Just Read: Peeing in Peace: What we need to know about designing healthy spaces in health care

This 48 page guide was written by the Transgender Law Center (@TransLawCenter) in 2005 (!) about the issue of bathrooms in public spaces.

Because our world famous Innovation Consultancy (@KPInnovation) and facilities team is getting together at our world famous Garfield Center (@KPGarfield), I’m going right to the solutions. They are as relevant today as they were 10 years ago, before there was hope that health care would listen.

Single-Stall Gender-Neutral Bathrooms

Gender-neutral bathrooms are a great way to dramatically increase people’s bathroom safety. If a bathroom is not divided into “men’s” and “women’s” facilities, nobody using that bathroom would go in with stereotypical expectations about who else should be in there or how they should look. This would really improve the whole bathroom experience for a lot of transgender folks.

After all, the single-stall bathrooms in our homes don’t have a “male” or “female” sign on them. So, gender-neutral single-stall bathrooms are not really very different from the bathrooms that we use in our homes.

And… this is the law in Washington, DC, although not yet in California (I’m always shocked when I see them there – tick,tock). Being ahead of things on this coast has shown this to be an effective, empowering, safety-supporting intervention. No reason not to do it.

Multi-Stall Gender-Neutral Bathrooms

This is the new frontier in 2015, and actually, it’s not a frontier anymore for the most modern businesses. I have even posted a collection of images of multi-stall gender neutral bathrooms. We’ve temporarily turned the multi-stall bathrooms where I work into gender neutral bathrooms. With no ill effects.

If there’s a place to innovate in facilities, this is it.

As written in 2005, this is an innovation that’s less society-leading and stereotype shattering and more humane, common-sense, and probably money saving:

By eliminating the whole idea that one bathroom is for men and one is for women, we would be able to get rid of the stereotypical expectations that cause so much trouble. No one would feel like they were in the wrong bathroom or that they could make someone else feel unwelcome simply because that person did not look the right way. Parents could keep an eye on their children and people who need assistance using the bathroom would be able to get that assistance from any family member or attendant.
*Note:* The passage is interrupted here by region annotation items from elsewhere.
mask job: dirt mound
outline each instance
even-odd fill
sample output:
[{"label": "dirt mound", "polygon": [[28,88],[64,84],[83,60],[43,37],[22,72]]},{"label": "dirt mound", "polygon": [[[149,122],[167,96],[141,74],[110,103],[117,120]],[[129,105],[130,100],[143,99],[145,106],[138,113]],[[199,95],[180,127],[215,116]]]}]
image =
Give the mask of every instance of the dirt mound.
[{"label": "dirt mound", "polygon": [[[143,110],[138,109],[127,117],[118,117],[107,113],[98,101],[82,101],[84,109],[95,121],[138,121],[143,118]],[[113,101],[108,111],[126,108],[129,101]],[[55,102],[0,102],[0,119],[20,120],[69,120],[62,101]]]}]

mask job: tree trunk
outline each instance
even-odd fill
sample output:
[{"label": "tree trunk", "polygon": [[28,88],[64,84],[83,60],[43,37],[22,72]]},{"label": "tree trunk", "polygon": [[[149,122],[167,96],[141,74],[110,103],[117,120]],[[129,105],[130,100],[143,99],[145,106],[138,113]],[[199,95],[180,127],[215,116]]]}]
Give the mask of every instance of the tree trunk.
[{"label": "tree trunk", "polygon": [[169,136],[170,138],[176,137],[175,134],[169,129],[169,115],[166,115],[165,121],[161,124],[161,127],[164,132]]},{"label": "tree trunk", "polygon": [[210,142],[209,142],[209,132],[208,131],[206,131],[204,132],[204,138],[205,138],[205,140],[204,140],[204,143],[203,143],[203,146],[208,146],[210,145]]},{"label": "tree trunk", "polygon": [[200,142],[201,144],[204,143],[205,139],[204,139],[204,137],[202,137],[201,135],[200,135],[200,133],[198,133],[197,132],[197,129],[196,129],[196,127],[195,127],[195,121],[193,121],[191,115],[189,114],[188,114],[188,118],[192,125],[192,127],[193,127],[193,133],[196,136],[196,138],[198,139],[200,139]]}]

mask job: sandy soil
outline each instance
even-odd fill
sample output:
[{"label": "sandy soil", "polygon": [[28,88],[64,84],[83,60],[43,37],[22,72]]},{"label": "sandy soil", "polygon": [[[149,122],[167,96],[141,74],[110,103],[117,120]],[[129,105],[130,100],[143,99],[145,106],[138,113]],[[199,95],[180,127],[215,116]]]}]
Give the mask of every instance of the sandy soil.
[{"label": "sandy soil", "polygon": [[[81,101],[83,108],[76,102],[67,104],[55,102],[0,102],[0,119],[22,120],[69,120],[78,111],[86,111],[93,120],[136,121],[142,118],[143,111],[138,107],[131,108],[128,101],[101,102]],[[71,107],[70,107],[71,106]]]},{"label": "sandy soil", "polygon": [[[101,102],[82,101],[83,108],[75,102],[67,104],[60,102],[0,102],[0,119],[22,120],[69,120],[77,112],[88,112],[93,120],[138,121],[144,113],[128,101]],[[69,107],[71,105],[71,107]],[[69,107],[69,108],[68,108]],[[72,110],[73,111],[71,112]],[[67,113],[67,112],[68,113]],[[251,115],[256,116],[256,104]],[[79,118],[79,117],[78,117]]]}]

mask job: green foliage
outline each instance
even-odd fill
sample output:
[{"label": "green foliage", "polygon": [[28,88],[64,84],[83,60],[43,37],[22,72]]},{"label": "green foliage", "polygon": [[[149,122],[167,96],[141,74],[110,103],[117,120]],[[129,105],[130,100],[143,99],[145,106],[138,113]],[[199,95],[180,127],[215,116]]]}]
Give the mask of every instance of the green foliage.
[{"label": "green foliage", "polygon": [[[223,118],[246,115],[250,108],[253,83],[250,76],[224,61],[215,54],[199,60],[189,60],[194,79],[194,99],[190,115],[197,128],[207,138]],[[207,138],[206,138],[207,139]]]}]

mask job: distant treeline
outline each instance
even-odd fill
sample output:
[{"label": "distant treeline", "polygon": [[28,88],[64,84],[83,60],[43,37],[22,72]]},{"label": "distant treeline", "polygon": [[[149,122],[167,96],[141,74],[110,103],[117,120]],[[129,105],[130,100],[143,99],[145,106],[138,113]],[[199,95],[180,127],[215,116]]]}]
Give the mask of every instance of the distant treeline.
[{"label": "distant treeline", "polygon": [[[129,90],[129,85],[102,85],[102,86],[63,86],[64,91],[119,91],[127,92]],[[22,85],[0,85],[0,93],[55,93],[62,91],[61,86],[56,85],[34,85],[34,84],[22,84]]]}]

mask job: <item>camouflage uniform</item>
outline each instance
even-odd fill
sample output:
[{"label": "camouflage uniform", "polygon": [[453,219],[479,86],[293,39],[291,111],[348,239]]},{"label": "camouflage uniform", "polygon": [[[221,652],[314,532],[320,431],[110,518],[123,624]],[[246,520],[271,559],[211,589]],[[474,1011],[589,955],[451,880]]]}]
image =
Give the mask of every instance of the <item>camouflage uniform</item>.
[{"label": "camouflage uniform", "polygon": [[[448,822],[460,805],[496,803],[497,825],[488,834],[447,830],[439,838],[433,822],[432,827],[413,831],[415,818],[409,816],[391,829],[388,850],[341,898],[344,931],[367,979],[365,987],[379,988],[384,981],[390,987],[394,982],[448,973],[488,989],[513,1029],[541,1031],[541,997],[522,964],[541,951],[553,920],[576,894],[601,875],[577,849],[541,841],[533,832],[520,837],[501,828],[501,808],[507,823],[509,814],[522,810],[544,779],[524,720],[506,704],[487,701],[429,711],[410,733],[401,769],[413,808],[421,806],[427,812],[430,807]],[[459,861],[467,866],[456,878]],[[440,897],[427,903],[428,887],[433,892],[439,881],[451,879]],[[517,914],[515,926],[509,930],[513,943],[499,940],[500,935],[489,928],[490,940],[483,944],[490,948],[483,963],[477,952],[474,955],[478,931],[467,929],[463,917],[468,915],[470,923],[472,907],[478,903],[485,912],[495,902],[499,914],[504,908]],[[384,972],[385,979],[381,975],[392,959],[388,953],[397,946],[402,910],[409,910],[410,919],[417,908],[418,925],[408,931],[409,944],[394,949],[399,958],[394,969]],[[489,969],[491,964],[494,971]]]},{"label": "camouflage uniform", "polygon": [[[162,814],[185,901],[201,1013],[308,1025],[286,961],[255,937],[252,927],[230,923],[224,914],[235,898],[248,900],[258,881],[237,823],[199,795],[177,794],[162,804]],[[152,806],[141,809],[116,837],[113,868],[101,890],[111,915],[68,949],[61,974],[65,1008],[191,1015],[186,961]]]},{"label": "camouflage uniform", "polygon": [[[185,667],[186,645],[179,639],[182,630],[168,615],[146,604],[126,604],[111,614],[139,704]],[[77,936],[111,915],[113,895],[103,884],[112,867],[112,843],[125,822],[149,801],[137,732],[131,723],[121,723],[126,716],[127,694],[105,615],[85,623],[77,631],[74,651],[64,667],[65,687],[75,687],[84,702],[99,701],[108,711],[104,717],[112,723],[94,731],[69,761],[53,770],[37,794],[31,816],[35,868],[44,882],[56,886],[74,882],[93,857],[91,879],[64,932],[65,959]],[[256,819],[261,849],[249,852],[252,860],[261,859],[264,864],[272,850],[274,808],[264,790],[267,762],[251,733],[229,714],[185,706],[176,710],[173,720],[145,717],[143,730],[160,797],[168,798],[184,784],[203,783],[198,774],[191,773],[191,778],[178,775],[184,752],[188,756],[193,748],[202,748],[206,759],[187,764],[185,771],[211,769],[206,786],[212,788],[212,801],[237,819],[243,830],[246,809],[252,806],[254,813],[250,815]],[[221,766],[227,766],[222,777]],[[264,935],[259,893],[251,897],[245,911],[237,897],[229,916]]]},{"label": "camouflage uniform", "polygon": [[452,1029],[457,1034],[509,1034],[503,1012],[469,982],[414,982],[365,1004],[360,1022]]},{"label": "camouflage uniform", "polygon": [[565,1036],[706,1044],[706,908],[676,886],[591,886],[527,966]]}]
Most existing bathrooms would not need significant physical alterations. Urinals could be made more private by being placed inside a stall. And as new buildings are being constructed, the demand for gender-neutral bathrooms could also result in small changes to increase privacy. For instance, stall doors could be built taller and extend closer to the ground. Locks on stall doors could be made stronger and more functional.

Again, this is already being done here in Washington, DC, and in other places on the east coast. Not hard to find examples. See this series of photos I took of one such bathroom: Innovation, Respect, Safety, Beauty: Multistall gender neutral bathrooms at The Coupe DC

Gender-Neutral Bathrooms on Alternating Floors

In large buildings with a lot of multi-stall bathrooms, making the bathrooms on every other floor gender-neutral helps to create safety. It requires no new construction and no cost to business owners except the price of new signs.

The Why

There are tons of information online about the issue of safe bathrooms. This article quotes a rate of 50% of harassment or assault in a public bathroom (2002 study by San Francisco Human Rights Commmission). A more recent study by the Williams Institute quotes 18% denial of access to a gender segregated public-bathroom, 68% harrassment, 9% assault. Time Magazine did a nice review recently: Everything You Need to Know About the Debate Over Transgender People and Bathrooms | TIME

More data, tons of more data

There’s a very nice review of the history of building codes that show that the idea of gendered bathrooms in the first place is a historical accident: The Biggest Obstacle to Gender Neutral Bathrooms? Building Codes. – Reason.com.

This might help you if you are in the facilities design and building business. Let me know in the comments if it did help you so I might pass it on to others in your field.

The team from the iconic Fenway Institute (@FenwayHealth) just published a paper in Milbank Quarterly* Legal Protections in Public Settings: A Critical Public Health Issue for Transgender and Gender-Nonconforming People about the health impacts of discrimination in access to public accommodation. There are many.

*And it’s just impressive in 2015 to see publications from organizations like @MilbankFund covering this issue.

Here’s an image that may help.

Get Yelled at, Get Beat up
Source: I’m sorry I’m crying but the sun is touching me : Photo

And one with a little humor attached:

Transgender Bathroom Awareness Poster lgbtplusbristol 50079
Transgender Bathroom Awareness Poster lgbtplusbristol (View on Flickr.com)

But really, this isn’t funny.

Safe bathroom access is not a luxury or a special right. Without safe access to public bathrooms, transgender people are denied full participation in public life.